Further, some international and government lawyers have not covered themselves in professional glory by pursuing highly artificial and literal interpretations of legal provisions, contrary to the spirit and purpose of those provisions, and against the ideals of their profession. It is one thing for lawyers to search for loopholes in tax laws, but quite another to evade or avoid a law against inflicting pain and suffering on a person.

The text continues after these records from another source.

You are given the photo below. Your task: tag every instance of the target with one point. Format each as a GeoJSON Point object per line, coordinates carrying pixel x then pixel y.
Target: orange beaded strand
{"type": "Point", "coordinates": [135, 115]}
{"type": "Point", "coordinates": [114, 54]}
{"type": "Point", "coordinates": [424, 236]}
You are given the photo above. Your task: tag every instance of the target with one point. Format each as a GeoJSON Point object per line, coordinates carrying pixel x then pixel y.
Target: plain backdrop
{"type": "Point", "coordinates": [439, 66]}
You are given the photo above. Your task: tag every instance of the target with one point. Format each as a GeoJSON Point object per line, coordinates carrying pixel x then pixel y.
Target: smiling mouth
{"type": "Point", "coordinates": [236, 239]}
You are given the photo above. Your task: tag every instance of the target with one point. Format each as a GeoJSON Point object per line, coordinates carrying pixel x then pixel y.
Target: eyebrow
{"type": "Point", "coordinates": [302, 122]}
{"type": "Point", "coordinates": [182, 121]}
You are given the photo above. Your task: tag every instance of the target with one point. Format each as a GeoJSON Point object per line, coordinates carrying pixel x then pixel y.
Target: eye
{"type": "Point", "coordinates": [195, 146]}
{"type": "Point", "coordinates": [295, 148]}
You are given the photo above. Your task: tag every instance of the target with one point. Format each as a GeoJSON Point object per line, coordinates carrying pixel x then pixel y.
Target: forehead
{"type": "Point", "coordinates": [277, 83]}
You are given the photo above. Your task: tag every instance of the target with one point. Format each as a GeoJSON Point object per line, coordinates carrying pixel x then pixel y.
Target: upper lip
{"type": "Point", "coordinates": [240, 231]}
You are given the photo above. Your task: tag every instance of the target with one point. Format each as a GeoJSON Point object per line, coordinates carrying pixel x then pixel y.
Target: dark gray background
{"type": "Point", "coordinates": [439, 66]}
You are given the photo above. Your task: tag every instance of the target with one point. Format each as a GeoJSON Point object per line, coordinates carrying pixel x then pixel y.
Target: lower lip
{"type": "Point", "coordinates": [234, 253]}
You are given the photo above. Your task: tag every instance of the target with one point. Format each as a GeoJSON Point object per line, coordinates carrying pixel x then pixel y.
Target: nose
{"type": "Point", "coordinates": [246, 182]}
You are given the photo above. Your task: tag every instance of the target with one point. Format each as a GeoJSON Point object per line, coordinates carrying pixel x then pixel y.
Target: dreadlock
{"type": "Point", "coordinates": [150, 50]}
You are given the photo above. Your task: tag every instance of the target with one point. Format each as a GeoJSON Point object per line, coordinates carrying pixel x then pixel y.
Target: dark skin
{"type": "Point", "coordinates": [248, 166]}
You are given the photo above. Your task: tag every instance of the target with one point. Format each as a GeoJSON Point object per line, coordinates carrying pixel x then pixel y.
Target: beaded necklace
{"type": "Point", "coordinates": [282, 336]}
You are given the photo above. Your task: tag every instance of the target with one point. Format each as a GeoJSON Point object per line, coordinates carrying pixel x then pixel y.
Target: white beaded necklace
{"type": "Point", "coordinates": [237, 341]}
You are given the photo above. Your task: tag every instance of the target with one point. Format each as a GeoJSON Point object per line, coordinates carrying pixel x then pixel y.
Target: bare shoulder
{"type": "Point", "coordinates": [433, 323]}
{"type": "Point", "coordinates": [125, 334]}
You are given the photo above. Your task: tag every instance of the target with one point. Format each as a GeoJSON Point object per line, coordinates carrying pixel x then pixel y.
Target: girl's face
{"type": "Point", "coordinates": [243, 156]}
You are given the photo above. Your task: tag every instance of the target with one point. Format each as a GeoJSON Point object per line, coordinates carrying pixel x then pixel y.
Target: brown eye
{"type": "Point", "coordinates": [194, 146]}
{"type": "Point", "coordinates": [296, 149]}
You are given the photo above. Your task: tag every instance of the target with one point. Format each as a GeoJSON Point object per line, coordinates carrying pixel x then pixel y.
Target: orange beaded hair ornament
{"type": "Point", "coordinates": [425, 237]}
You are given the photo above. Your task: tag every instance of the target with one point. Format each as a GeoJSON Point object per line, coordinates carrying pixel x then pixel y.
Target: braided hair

Terrorism does not demand that we torture to defend ourselves. To the contrary, the threat of terrorism reminds us of the importance of protecting human dignity, even of terrorists. Law necessarily draws moral lines in the sand which cannot be crossed; the inevitability of torturing the innocent is a price too high to pay to save the lives of others. In 1999, in an Israeli Supreme Court case declaring that the torture of Palestinians by the Israeli security service was unlawful, Chief Justice Barak wrote: Although a democracy must fight with one hand tied behind its back, it nonetheless has the upper hand. Preserving the Rule of Law and recognition of an individual’s liberty constitutes an important component in its understanding of security. At the end of they day, they strengthen its spirit and its strength and allow it to overcome its difficulties.
As a citizen of Israel , Chief Justice Barak well understands the seriousness of the terrorist threat to innocent people, yet deliberately rejected resort to torture. Arguments against torture are not based on alarmism, moral absolutism, or rhetoric. The consequences of forcibly violating the body and the mind are profound and signal an unnecessary return to the blunt techniques of medieval justice. Torture irreparably damages human dignity, devalues human life, and corrupts the institutions of our democracy.